Das Niedersächsische Gleichberechtigungsgesetz (NGG) wartet nach wie vor auf seine Reform. Ein Entwurf zur Reform des Gesetzes liegt zwar schon lange vor, wurde bisher aber noch nicht verabschiedet. Einige Besonderheiten finden sich heute noch im NGG, die ich Ihnen hier vorstellen möchte.
NGG wendet sich an Frauen und Männer
Als eines der wenigen Frauengleichstellungsgesetze des Bundes und der Länder wendet sich das NGG sowohl an Frauen als auch an Männer. Von den Frauenfördermaßnahmen profitieren somit derzeit nach wie vor auch Männer. Beispielsweise ist die Quotenregelung stets auf das jeweils unterrepräsentierte Geschlecht anzuwenden.

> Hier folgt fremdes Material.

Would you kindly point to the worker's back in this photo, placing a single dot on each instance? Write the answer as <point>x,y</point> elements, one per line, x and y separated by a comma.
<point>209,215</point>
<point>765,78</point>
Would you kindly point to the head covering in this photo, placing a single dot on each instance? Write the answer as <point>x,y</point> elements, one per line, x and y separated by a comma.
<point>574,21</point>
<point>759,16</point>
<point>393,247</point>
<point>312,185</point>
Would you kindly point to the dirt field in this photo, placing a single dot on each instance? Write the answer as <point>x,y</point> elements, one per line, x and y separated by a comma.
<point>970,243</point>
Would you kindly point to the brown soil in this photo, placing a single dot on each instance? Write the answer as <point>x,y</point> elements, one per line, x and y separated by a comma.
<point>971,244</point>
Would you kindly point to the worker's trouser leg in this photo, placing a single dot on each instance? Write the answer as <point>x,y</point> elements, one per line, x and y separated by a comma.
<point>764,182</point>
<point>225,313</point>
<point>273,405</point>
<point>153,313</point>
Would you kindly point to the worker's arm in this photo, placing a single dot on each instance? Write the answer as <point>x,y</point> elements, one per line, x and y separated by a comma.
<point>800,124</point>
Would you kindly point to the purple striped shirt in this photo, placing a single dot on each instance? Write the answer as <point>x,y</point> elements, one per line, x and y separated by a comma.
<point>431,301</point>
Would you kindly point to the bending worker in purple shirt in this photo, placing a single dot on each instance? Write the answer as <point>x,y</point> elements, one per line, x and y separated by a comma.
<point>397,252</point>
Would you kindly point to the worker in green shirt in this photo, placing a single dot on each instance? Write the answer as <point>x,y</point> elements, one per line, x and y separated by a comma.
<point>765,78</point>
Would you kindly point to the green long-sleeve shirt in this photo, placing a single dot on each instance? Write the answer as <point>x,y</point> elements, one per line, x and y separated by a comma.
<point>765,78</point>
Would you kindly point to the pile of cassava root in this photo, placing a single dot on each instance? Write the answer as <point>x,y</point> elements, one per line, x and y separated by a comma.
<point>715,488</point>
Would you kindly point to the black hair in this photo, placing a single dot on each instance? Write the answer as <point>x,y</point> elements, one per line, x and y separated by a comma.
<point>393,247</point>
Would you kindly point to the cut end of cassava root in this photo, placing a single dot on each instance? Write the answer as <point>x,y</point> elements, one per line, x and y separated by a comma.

Dies macht in der Praxis nicht unerhebliche Schwierigkeiten. So müssen in Niedersachsen im Rahmen eines Gleichstellungsplans tatsächlich auch Zielvorgaben für Männer eingebaut werden, z. B. auch in niedrig dotierten Bereichen. Wie dies zu bewerten ist, darüber streiten sich „die Geister“.
Aus meiner Sicht bedarf es heute nach wie vor noch keiner Quotenregelung für Männer. Insoweit ist die Ausdehnung der Frauenfördermaßnahmen auch auf Männer entbehrlich. Es bleibt aber die Hoffnung, dass durch die Quotenregelung für Männer in niedrig dotierten Bereichen das Entgelt steigt, wenn mehr Män- ner hier tätig sind.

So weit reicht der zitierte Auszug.